Achalasia is a risk factor for oesophageal cancer. Poor oesophageal clearance increases bacterial growth, chemical irritation and mucosal inflammation that can facilitate dysplastic changes of oesophageal epithelial cells and result in squamous-cell carcinoma (SCC).141 Furthermore, acid exposure secondary to reduction of OGJ pressure as a consequence of achalasia treatment may lead to Barrett’s mucosa and OA.142
The exact level of risk for oesophageal cancer (SCC and OA) is controversial. Differences in study design (retrospective or prospective, length of Follow-up, number of patients, countries) might explain some of the observed differences. While the absolute risk of oesophageal cancer is quite low in achalasia, the relative risk of cancer is higher in achalasia patients than in the general population (risk ratio to develop OA and SCC in achalasia patients is 6.63 and 72.65, respectively).143,144 Most of the cases of carcinoma are observed more than 10 years after symptom onset.144,145 The type of treatment does not influence the risk of cancer,130,146 but to date there are no long-term data following POEM. Cancer risk might be higher in males and in patients with Chagas disease.130, 146, 147
Screening practices differ among geographic regions (routine endoscopy vs. no endoscopy, screening intervals).92,148 Chromoendoscopy with lugol was proposed to improve the detection rate of dysplastic lesion, but the yield was low and hampered by stratification risk.145
Finally, the cost efficacy of the screening has not been demonstrated; the low absolute risk of cancer and the difficulty of identifying pre-neoplastic lesions might explain the absence of the advantage of screening achalasia patients for oesophageal cancer.
Recommendation 3.4
We suggest against performing systematic screening for dysplasia and carcinoma. However, the threshold of upper GI endoscopy should be low in patients with recurrent symptoms and longstanding achalasia. Conditional recommendation, low certainty of evidence Consensus: 100% agree [Vote: A++, 66.7%; A+, 33.3%; A, 0%; D 0%; D+, 0%; D++, 0%]

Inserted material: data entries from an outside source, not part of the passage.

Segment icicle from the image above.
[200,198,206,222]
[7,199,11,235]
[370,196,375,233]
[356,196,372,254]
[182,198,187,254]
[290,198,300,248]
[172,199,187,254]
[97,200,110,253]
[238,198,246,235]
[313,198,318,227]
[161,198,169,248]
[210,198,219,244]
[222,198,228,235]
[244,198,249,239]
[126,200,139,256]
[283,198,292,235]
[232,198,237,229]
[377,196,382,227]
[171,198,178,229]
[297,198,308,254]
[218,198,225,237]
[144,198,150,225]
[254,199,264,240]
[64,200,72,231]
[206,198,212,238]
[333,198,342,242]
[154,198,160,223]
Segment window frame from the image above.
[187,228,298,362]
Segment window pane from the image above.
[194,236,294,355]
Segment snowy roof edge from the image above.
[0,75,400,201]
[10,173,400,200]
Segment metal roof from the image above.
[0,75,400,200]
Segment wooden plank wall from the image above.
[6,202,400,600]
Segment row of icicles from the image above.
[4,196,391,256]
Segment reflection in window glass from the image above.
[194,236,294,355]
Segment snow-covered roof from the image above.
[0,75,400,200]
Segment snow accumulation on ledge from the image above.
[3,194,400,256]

Conclusions and future perspectives
The ESNM/UEG guidelines on the management of achalasia are the result of an evidence-based approach and international and multidisciplinary efforts. These guidelines provide recommendations for key aspects of the diagnosis and management of achalasia, combined with comments based on the best available literature and the opinions of leading European achalasia experts. The main objectives of these guidelines are to reduce variation in practice and to improve patient outcomes across Europe. Consequently, thorough and extensive dissemination of these guidelines is needed to assure high compliance in clinical practice. Promotion of these guidelines as well as education play a key role in this regard. Future well-designed clinical trials should address the knowledge gaps and unmet needs that have arisen during the development of these guidelines.

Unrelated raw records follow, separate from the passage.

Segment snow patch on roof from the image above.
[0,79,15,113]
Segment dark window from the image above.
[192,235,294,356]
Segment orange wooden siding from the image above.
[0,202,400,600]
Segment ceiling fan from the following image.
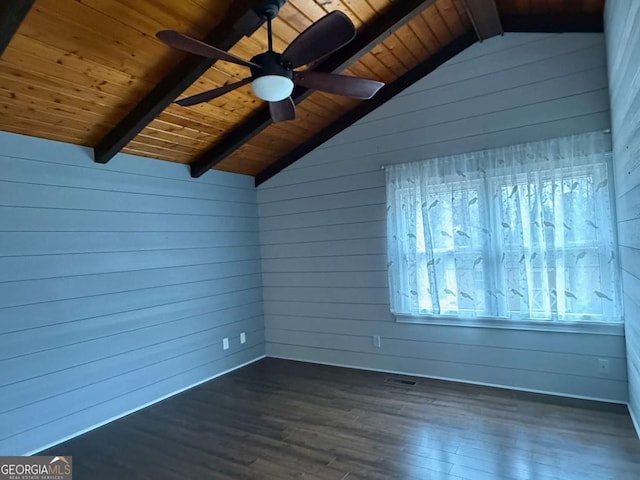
[156,0,384,122]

Declaration of conflicting interests
Research support: Bayer (A.B.), Crospon (S.R.), Diversatek (S.R.), Laborie (A.B.), Medtronic (S.R.), Nutricia (A.B.), Norgine (A.B.). Advisory, honoraria or consultation: Calypso (A.B.), Celgene (A.B.), Cook (P.F.), Diversatek (A.B.), EsoCap (A.B.), Ethicon (P.F.), Falk (A.B.), Fujifilm (P.F.), Laborie (A.B.), Medtronic (P.F., S.R.), Olympus (P.F.), Regeneron (A.B.). Speaker’s bureau: Actavis (A.P.), Falk (A.B.), Janssen-Cilag (A.P.), Laborie (A.B.), Mayoly Spindler (S.R.), Medtronic (A.B.), Takeda (A.P.). No disclosures or conflicts of interest: G.B., M.L., R.O.N., A.T., E.T., A.S., B.W., G.Z.
Funding
The authors disclosed receipt of the following financial support for the research, authorship and/or publication of this article: These guidelines have been developed and funded within the United European Gastroenterology.
Supplemental material
Supplemental material for this article is available online.